I give her my most reassuring smile. “It’s nothing. Just leftover crap.”

“Mm,” she says. She pulls a box of matches out of the junk drawer. “Maybe you should light this clarity candle. Get rid of the cobwebs.”

“Sure.” I chuckle, and take the match. “Shouldn’t I say the incantation first?”

She waves her hand. “The words aren’t always necessary. You just have to know what you want.” She pokes me in the chest, and I strike the match.

* * *

“You are playing horribly,” Thomas says to me from one couch cushion over.

“So what, it’s just Pac-Man,” I reply as my last guy runs smack into a ghost and dies.

“If you’re going to look at it that way, you’re never going to beat my top score.”

I snort. I’d never be able to beat it anyway. The kid has creepily accurate hand-eye coordination. I can hold my own in a first-person shooter, but he beats me at the old arcade games every time. He takes the controller and the theme music starts over.
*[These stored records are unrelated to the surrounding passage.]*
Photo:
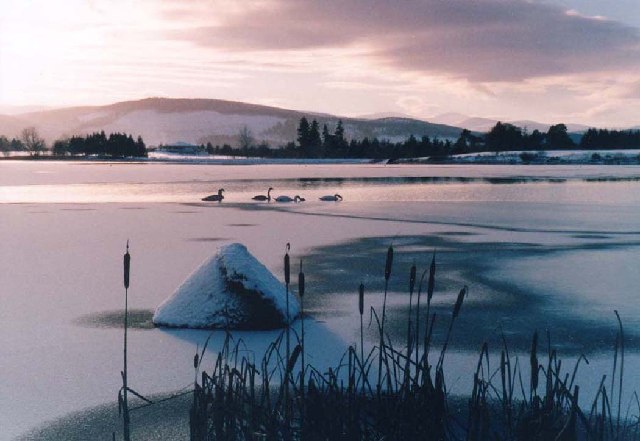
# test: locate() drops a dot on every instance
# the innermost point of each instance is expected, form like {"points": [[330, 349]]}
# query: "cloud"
{"points": [[476, 40]]}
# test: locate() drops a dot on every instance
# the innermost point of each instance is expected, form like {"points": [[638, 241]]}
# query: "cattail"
{"points": [[127, 265], [287, 270], [432, 277], [412, 278], [300, 281], [389, 263], [533, 358], [458, 305]]}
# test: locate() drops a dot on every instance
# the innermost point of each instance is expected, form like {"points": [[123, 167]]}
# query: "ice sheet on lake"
{"points": [[231, 289]]}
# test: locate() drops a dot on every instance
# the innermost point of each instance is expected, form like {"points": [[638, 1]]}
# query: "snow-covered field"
{"points": [[539, 247], [572, 156]]}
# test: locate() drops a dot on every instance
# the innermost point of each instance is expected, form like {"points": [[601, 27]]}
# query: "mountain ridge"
{"points": [[200, 120]]}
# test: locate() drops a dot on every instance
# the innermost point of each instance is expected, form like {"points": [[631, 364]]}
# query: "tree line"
{"points": [[313, 142], [117, 145]]}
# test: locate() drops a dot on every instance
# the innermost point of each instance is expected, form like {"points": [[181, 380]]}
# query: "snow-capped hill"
{"points": [[231, 289], [199, 121]]}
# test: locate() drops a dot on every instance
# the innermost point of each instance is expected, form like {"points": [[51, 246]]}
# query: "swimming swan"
{"points": [[336, 197], [215, 197], [262, 197], [296, 199]]}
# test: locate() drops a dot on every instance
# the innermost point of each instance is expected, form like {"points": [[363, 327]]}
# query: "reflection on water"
{"points": [[353, 190]]}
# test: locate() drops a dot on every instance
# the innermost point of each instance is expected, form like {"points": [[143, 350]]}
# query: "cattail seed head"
{"points": [[127, 266], [301, 281], [412, 278], [534, 361], [432, 278], [458, 305], [389, 263], [287, 268]]}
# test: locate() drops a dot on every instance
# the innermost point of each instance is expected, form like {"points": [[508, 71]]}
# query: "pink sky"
{"points": [[551, 61]]}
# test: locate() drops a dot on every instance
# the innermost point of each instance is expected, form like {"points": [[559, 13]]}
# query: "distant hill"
{"points": [[479, 124], [198, 121]]}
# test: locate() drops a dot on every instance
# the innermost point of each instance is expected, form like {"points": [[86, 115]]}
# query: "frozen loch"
{"points": [[231, 289]]}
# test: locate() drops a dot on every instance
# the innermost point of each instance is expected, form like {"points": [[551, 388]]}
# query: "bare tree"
{"points": [[32, 141], [245, 138]]}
I watch as Pac-Man eats cherries and dots and sends ghosts back to the start box.

“You’ve memorized the boards.”

“Maybe.” He grins, then hits pause when his phone starts buzzing. The cell phone is new for Thomas. A gift from Carmel, which she uses to repeatedly text him to try to get us to meet her at the mall. But the mall is a thing that should not be suffered. Except maybe for Cinnabon.

Thomas sighs. “Want to meet Carmel and Katie at Cinnabon?”
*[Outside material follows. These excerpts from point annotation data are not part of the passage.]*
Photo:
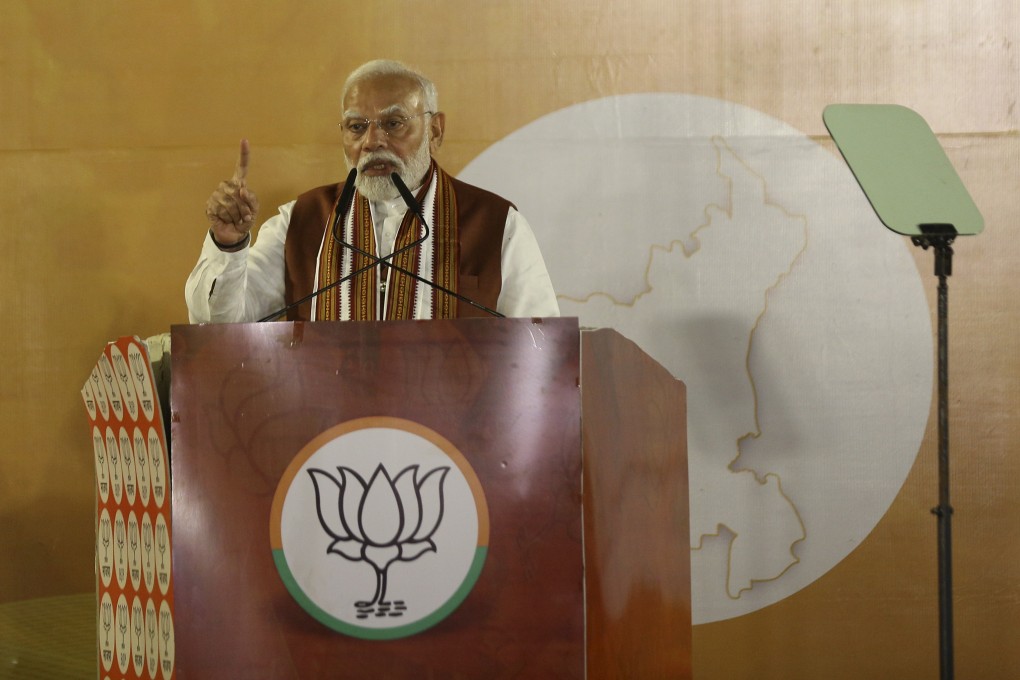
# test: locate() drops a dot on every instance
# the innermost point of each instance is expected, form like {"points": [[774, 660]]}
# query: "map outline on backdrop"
{"points": [[741, 255]]}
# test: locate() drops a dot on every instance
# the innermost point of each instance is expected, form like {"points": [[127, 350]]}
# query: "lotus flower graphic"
{"points": [[381, 521]]}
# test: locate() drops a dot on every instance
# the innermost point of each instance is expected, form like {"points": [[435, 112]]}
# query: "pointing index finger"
{"points": [[241, 171]]}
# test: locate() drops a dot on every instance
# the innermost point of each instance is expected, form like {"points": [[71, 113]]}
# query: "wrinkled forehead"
{"points": [[384, 95]]}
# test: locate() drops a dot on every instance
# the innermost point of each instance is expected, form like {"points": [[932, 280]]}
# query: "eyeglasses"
{"points": [[392, 125]]}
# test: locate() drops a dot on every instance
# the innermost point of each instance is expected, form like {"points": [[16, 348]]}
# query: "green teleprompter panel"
{"points": [[902, 168]]}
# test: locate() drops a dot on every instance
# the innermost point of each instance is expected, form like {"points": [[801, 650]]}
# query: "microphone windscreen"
{"points": [[347, 195], [405, 194]]}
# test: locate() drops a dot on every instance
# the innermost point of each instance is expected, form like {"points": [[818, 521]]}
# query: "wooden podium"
{"points": [[577, 439]]}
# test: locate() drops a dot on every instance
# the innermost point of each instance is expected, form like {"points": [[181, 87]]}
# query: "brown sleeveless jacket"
{"points": [[481, 217]]}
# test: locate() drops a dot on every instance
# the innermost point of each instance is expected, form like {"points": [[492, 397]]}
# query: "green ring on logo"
{"points": [[366, 633]]}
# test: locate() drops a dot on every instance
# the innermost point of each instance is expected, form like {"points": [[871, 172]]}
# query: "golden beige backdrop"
{"points": [[118, 118]]}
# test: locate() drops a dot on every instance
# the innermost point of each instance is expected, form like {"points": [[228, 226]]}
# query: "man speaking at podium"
{"points": [[456, 250]]}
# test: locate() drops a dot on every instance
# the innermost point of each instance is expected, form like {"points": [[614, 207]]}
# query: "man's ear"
{"points": [[437, 124]]}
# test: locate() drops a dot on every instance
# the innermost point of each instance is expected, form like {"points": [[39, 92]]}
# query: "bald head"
{"points": [[388, 67]]}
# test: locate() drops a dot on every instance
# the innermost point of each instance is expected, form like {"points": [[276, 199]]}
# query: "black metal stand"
{"points": [[939, 238]]}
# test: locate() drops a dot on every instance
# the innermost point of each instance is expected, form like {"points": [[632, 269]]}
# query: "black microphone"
{"points": [[413, 206], [343, 205]]}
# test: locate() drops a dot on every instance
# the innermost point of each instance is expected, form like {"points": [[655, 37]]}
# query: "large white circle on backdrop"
{"points": [[744, 257]]}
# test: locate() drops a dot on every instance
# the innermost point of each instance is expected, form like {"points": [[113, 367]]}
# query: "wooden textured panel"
{"points": [[246, 398], [638, 565]]}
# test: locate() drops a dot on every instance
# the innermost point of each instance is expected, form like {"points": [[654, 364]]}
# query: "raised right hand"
{"points": [[233, 207]]}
I take a deep breath. He’d come over to give me a book he’d found that had theories about the afterlife. It’s sitting next to the Xbox, unopened. I’m tired of reading and coming up with more questions and no answers. I’m tired of chasing down my dad’s old associates and getting nothing but best guesses. It’s become an exhausting dead end, and even if it makes me feel guilty to think so, that’s the truth.

“Let’s go,” I say.

* * *

The mall is bright and smells like lotion. Every store we pass by must sell the stuff. Carmel met us at the entrance, alone. Katie bugged out the minute she heard we were coming.

“Does it bother you that your best friend dislikes me so much?” Thomas asks, his mouth stuffed so full of Cinnabon that he’s barely understandable.

“She doesn’t dislike you. You just never take the chance to get to know her. You both make her feel unwelcome.”

“That’s not true,” Thomas objects.

“It’s sort of true,” I mutter from just behind them. And it is. When it’s just me and Carmel and her friends, it’s fine. I can mingle if I have to. But when the three of us are together, it feels like a closed club. I sort of like that, and I don’t even feel guilty about it. The three of us together is safe.